The dollar is in a continuous decline, showing significant reductions amid the expectations of the G7 meeting and economic troubles in the US.
Dollar Weakens
On Wednesday, the Bloomberg Dollar Spot Index dropped by 0.4%, marking its third consecutive day of losses and hitting a two-week low. Traders around the world are watching the G7 meeting this week, anticipating signals of potential support for a weaker dollar policy from President Donald Trump’s administration.

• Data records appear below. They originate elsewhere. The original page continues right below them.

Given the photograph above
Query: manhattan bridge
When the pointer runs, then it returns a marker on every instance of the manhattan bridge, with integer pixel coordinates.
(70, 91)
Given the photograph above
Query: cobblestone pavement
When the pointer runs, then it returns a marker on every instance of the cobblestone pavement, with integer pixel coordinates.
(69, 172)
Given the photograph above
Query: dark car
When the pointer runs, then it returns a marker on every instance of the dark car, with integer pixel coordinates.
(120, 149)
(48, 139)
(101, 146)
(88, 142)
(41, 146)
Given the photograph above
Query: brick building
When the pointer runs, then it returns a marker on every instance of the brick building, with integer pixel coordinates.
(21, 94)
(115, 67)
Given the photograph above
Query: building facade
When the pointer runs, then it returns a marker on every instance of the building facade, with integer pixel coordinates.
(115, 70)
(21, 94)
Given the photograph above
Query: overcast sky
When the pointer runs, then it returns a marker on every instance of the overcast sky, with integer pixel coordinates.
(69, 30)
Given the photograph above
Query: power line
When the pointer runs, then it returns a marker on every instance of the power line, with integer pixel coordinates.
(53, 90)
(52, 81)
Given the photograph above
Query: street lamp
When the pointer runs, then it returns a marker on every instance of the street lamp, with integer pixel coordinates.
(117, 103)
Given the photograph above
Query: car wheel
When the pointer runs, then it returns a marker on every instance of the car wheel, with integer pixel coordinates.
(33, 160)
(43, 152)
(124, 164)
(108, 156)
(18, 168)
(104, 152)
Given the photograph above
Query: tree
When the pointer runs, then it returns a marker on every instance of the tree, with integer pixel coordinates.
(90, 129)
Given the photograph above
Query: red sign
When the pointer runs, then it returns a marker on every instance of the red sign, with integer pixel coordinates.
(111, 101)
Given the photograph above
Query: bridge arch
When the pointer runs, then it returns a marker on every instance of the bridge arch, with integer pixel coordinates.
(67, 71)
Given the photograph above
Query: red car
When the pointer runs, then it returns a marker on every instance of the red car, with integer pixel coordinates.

Impact of Budget and Tax Cuts
Lawmakers are debating a $4.5 trillion tax cut package that Republicans want to spread over a decade. The current draft would already lead to $3.8 trillion in revenue losses, raising concerns on Wall Street about the growing US budget deficit. Moody's Ratings stripped the US of its top credit grade last week, citing long-term growth in government debt.
Growing Pessimism Among Traders
Speculative traders are now holding $16.5 billion worth of short positions against the dollar, nearing the most aggressive bearish stance since September 2024. Since the start of 2025, the dollar has lost over 6% of its value, the worst start to a year in nearly 20 years. Despite an announced temporary truce between the US and China, hopes for a dollar recovery remain doubtful.
The dollar's decline continues to raise alarm across global markets. Given the current economic realities and tax issues in the US, the situation requires close monitoring.